6It is tempting to dismiss such optimistic responses to Himes’ denouement, as well as those that treat his chaotic, violent version of 1950s Harlem as gritty realism, as simply naïve. “Come back after you’ve read Michael Eric Dyson and André Breton’s Surrealist Manifestos”, the College Professor in me wants to say, “and then we can talk.” One need not deny the usefulness of those academic contexts, however, to recognize other contexts at work, to see how readers in our classrooms and in the world around those classrooms put narrative to work for them in ways that defy systems of control that seek to contain their readings. When I hear administrators at the jail and sometimes at the college talk about the collaboration between MCF and Nazareth students that has been conducted for the past two decades, it is generally in terms that echo the long tradition of “bibliotherapy” in U.S. jails and prisons (for a good account of that history, see
Sweeney 2010, pp. 19–53). While I am certainly hopeful that books may be as “therapeutic” in the lives of project participants from both sides of the razor wire as they have been in my own, I am equally certain that the administrators and I have different ideas about the nature and goals of that therapy, and about what needs correcting in our “correctional facilities.” The active, writerly reading practices of MCF students, as they decide for themselves which writers are “keeping it real” and in what ways, reveal the power both of the materials they are reading, and of the meaning-making process in relation to self and world.
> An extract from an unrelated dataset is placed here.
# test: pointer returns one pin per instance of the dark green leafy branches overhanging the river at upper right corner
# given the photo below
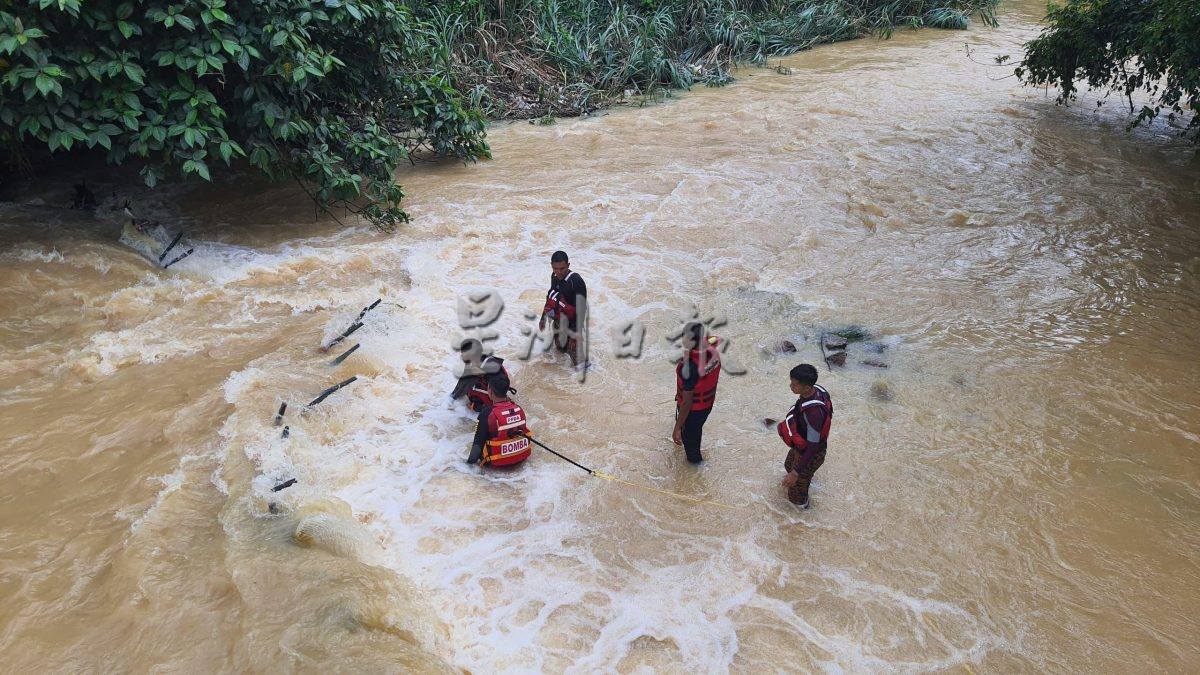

That those readers, from Chester Himes and Jimmy Santiago Baca to the women and men at MCF, frequently go on to become writers takes that negotiation of authenticity and authority a step further.
One of my favorite moments in the Jail Project arises with some frequency in the classroom on campus, when a student raises her hand to object that while I have said X about the novel we are reading, the guys at the jail said Y, and she is not sure what to think. That is a productive confusion, I think, leading as the project does more generally to questions about power, privilege, and authority, and about how factors of race and class (among others) inflect the social processes that determine the project participants’ locations, questions that redound through the life and work of Chester Himes. Asking such questions may indeed lead to thoughts of “correction” and “rehabilitation”, not of the MCF students but of the systems and conditions that produce their incarceration.